# taz.de -- Versuchter Anschlag vor 20 Jahren: In Venezuela Asyl beantragt
> 1995 scheiterte der Anschlag auf ein Abschiebegefängnis. Drei Verdächtige
> werden noch verfolgt. Mit Spitzfindigkeiten wird die Verjährungsfrist
> umgangen.
IMG Bild: Abschiebegefängnis in Berlin-Grünau kurz vor der offiziellen Freigabe im Jahre 2003.
Berlin taz | Auch 20 Jahre nach dem Abtauchen dreier Berliner militanter
Linker hält die Bundesanwaltschaft (BAW) an deren Strafverfolgung fest.
Erneut luden die Ermittler jetzt eine Person vor, die Auskunft über den
Verbleib der Männer geben soll, die in den neunziger Jahren zwei Anschläge
verübt oder geplant haben sollen.

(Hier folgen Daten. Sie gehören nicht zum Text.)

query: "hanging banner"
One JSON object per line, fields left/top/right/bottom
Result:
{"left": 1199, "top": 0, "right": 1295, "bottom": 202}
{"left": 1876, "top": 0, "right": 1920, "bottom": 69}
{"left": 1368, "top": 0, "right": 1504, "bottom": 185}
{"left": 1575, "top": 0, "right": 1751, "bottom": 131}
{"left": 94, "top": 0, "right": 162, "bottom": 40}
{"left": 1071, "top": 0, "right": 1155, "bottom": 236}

Die Solidaritätsgruppe „Dageblieben“
fordert die sofortige Einstellung des Verfahrens: Der Fall sei verjährt.
Die Bundesanwaltschaft wirft Peter Krauth, Thomas Walter und Bernhard
Heidbreder vor, als Mitglieder der Gruppe D.A.S. K.O.M.I.T.E.E. für einen
Brandanschlag im Oktober 1994 auf das Kreiswehrersatzamt in Bad Freienwalde
verantwortlich zu sein. Zudem sollen sie im April 1995 versucht haben, das
im Bau befindliche Abschiebegefängnis in Berlin-Grünau in die Luft zu
sprengen. Die Aktion, die sich gegen die deutsche Asylpolitik richten
sollte, scheiterte, weil das Fahrzeug samt Bombe vorzeitig entdeckt wurde.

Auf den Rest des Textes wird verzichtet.